Monday, September 12, 2016

Crafting a Homeschool Education

“Should I homeschool my children?”

I think this is a question that is gaining more traction with parents over the past several years.  Personally it is a question that I have considered briefly several different times in the past.  Each time I faced the same feelings and questions that most parents do when considering this option:
  • I don’t have a degree in education.  Am I qualified to teach my kids?
  • Will I do more harm then good by educating them at home?
  • How can I possibly re-create public school at home?
  • What about socialization and letting them have friends?
  • Will they be able to get into college without being an official High School Graduate?
How does a parent decide to homeschool their children?  Well I don’t think I can answer for every parent, but I can share my journey in reaching my decision with you.  It first began about the time that my oldest was getting ready to begin third grade.  She had struggled through second grade with reading and fluency and I spent hours everyday when she got home re-teaching homework that had not been covered well enough in class for her to understand.  Ultimately that year I figured I had helped enough and she would be okay, since her class work was getting done and it was only the testing she struggled with by the end of the year.  Fast forward to this spring as she began the second half of her fifth grade year in school.  I could tell there was something wrong, but I had difficulty figuring out exactly what it was.  My daughter seemed depressed and was quiet all the time.  She took to hiding assignments until the last minute because they weren’t something she felt capable of doing.  A chapter book like “Percy Jackson & the Olympians: The Lightning Thief” was well beyond her reading ability.  She still preferred to read Rainbow Fairy books at about second grade level, and this was after the battle of wills it had become to even get her to read at home for her required thirty minutes a day.  I was beside myself with worry knowing that if I didn’t do something she was going to fall far enough behind that it was really going to affect her confidence and possibly her future if she needed to be held back a year or struggled in high school.

This same year her sister has been struggling with the fourth grade.  She clashed with her teacher and with the restrictions and lack of creativity in the curriculum.  I really hadn’t been paying much attention to “Common Core” until it hit our schools and started affecting my children.  As I started to research what it was and what it involved and asked my children how they were being taught different subjects in school I learned something that really opened my eyes to our current education system.  Not only were the teachers struggling with teaching common core either from not enjoying what they were required to present or because it was difficult to present, but it also made it impossible for the teachers (that we love because they work outside the box and really teach our kids well) to teach our kids, some of the best teachers have even given up teaching for a different profession altogether.  For example: so many restrictions were placed on my girls science fair projects this spring that it was no longer a fun science fair project but drudgery that everyone in my house groaned about and didn’t look forward to.

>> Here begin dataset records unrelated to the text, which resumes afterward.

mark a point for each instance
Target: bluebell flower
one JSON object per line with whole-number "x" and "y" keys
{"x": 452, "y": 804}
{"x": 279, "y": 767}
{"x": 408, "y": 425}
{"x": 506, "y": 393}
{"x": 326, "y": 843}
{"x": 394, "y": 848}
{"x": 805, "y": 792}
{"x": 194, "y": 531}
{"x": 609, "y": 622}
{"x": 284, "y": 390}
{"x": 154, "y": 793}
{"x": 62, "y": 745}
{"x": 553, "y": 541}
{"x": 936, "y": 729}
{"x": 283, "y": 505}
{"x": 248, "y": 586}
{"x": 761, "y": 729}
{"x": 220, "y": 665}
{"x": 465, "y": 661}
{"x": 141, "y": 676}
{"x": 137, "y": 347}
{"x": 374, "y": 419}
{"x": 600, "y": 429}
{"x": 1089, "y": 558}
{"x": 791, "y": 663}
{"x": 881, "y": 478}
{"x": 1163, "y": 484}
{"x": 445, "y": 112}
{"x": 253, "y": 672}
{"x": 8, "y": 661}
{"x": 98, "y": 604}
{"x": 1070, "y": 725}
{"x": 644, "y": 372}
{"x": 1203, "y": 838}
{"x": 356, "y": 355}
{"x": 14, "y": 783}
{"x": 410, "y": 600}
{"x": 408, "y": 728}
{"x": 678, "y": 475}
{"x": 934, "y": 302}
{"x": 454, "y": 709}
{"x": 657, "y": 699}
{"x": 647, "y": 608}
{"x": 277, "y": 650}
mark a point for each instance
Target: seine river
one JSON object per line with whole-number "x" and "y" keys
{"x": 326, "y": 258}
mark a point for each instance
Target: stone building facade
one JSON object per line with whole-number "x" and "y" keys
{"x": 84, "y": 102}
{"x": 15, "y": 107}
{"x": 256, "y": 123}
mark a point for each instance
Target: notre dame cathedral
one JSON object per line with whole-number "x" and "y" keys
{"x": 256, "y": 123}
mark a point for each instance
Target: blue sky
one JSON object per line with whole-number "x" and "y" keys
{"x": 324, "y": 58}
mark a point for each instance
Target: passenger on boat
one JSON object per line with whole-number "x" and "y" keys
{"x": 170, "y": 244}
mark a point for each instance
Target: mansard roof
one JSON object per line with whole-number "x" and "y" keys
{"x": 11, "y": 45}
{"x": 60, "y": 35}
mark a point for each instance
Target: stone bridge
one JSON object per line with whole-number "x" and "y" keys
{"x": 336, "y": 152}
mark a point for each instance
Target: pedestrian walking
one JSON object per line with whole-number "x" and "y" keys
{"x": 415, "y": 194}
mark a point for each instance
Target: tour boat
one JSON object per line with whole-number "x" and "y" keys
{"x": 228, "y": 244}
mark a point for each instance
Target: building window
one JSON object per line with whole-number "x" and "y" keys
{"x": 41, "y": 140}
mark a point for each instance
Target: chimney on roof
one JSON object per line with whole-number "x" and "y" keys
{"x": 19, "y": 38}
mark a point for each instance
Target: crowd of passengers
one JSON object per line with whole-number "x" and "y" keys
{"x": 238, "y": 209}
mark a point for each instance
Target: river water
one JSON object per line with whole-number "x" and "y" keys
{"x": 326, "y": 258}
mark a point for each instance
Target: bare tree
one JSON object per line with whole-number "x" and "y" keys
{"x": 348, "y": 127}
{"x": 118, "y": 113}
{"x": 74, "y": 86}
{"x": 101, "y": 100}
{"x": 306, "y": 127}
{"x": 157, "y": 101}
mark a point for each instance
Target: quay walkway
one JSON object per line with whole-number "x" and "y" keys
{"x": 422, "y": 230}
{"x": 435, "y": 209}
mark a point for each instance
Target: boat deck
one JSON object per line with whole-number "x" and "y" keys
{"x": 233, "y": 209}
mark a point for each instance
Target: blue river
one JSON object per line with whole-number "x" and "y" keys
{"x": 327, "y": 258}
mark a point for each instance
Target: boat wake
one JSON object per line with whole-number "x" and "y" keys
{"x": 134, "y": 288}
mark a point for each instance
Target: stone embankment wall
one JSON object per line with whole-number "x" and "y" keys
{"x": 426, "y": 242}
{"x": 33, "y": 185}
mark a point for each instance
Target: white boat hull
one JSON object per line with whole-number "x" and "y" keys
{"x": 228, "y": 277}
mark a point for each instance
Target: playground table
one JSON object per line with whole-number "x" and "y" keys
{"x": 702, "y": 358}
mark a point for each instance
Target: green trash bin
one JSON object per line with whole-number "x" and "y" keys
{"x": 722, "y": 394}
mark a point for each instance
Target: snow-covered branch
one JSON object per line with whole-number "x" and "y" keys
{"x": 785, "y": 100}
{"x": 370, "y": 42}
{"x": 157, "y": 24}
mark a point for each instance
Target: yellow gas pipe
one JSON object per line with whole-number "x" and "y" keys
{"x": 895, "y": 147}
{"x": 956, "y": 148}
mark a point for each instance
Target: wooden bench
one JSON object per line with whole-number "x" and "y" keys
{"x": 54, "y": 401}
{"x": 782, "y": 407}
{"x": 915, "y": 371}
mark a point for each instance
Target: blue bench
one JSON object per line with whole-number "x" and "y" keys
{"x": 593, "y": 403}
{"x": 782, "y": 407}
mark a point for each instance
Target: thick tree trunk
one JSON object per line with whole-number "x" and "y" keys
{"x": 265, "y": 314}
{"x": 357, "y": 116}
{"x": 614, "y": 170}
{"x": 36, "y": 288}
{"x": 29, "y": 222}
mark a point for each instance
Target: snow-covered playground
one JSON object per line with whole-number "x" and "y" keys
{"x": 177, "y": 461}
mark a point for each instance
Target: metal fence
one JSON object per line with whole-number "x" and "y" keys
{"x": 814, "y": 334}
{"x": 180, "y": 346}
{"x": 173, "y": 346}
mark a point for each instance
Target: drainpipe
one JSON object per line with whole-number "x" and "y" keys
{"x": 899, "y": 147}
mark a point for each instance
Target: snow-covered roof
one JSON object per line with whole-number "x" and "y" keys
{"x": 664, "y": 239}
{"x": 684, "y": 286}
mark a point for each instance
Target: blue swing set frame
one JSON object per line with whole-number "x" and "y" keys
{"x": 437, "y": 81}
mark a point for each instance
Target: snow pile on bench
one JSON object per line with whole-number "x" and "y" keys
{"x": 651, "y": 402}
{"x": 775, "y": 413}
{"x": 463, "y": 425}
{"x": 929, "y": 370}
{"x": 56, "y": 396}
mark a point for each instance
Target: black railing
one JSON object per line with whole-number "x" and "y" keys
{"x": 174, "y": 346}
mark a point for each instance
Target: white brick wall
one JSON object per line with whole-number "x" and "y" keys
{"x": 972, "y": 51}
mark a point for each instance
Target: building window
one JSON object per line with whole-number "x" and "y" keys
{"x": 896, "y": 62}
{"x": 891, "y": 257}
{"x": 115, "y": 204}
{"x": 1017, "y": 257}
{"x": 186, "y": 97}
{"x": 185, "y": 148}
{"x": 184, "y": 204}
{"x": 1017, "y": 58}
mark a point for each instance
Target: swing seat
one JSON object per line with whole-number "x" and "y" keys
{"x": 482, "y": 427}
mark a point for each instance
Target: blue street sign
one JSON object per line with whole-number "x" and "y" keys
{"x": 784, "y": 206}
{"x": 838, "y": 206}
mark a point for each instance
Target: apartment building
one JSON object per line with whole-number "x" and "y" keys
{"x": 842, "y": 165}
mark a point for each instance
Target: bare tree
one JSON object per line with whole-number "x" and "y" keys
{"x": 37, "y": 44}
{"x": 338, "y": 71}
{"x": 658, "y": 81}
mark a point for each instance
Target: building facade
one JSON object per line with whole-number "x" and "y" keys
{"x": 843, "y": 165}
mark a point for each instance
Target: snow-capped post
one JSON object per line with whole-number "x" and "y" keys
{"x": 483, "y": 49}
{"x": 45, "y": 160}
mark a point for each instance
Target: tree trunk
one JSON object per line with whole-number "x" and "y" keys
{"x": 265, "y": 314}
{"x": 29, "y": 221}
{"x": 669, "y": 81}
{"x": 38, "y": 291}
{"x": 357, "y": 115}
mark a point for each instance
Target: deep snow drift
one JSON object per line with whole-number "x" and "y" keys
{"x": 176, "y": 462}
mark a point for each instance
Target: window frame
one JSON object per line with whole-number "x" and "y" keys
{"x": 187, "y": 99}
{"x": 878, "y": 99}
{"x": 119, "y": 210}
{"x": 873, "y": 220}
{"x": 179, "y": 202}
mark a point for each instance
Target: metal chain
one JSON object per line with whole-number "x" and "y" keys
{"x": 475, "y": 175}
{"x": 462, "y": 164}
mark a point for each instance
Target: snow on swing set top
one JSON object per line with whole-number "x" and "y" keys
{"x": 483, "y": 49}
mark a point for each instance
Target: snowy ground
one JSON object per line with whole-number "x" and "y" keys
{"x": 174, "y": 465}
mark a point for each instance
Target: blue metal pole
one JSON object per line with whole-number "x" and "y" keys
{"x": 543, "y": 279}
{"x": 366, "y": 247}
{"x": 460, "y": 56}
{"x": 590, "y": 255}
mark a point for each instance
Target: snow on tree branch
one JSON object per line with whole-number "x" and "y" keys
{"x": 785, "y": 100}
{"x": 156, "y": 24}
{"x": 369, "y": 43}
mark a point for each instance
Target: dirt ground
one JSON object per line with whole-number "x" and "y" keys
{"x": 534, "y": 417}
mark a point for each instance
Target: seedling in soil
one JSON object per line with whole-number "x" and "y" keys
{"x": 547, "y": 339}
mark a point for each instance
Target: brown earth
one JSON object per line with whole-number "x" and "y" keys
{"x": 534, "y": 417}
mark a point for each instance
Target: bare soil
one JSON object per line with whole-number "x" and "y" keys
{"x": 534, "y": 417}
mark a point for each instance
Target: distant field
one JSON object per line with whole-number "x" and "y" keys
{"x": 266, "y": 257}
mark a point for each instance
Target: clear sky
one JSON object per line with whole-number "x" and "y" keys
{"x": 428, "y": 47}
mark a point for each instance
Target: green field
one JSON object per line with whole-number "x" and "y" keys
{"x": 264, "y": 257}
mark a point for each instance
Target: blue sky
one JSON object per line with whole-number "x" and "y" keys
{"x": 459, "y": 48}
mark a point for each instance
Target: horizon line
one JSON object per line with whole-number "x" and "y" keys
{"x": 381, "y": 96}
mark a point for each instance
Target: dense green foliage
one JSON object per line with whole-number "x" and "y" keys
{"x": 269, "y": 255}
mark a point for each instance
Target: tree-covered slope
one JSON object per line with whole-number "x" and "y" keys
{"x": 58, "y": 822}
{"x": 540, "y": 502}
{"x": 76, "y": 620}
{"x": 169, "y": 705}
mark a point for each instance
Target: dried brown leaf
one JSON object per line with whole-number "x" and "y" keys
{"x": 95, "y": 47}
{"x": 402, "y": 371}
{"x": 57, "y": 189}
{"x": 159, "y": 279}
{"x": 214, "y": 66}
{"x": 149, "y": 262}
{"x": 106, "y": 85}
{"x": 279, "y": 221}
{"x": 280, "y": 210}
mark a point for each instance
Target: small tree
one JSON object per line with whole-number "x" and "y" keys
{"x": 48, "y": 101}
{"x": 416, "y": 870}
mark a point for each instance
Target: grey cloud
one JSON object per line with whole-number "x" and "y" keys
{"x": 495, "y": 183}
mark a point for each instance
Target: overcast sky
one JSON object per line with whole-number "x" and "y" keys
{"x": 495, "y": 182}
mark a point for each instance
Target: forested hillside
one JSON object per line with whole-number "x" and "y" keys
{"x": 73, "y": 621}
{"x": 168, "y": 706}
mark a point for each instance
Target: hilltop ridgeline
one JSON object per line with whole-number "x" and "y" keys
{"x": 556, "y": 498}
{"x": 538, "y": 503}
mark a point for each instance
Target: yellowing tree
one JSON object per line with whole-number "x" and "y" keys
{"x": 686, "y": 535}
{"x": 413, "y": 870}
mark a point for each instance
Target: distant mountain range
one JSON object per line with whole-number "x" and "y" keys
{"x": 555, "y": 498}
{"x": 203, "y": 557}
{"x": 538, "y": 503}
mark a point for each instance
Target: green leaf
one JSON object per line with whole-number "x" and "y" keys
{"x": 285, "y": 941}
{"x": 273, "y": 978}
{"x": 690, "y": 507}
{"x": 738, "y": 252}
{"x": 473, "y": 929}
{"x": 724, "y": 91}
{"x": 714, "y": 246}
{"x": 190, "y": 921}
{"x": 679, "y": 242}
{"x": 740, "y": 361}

My son’s experience with first grade this year has been a rollercoaster, and while I couldn’t ask for a better teacher, because she is an amazing woman who not only manages to keep my son who is quite ahead challenged each day and engaged in school, but she also manages to do that with the kids who are struggling.  In a perfect world we would all have teachers that could reach our kids and teach them as well as she does and homeschool wouldn’t even need to be considered.  If you want to read more about his challenges read my previous post about drugs in school.

Finally I looked at the school’s calendar and schedule for the rest of the year.  I was surprised to find out that from January to May the only thing the schools are teaching our kids is how to take tests.  No new material is being taught.  They spent a couple of weeks doing drills and practice problems to get the kids ready for the upcoming test and then the following week they test.  Then this cycle is repeated until the end of April.  By the time they reach May both the children and teachers are burned out mentally and don’t do much until the end of school.

After much prayer, debate with my husband and pondering I came to the conclusion that I’ve had enough and so have my kids.  I talked with each of my girls individually and had them pray about the issues as well.  Together we felt it was time.  Our family was going to stand up and say “Enough.”  We were going to take back the control of our learning and education and learn how to love learning again.  With the decision made my family’s journey into the realm of homeschool has begun.  Where we go from here I have faith in the Lord to guide me as I begin crafting a new talent.  The talent of teaching my children and crafting a curriculum to fit their needs and interests.

This entry was originally posted on June 19, 2015 on my previous blog.  I am currently moving it's contents to this blog.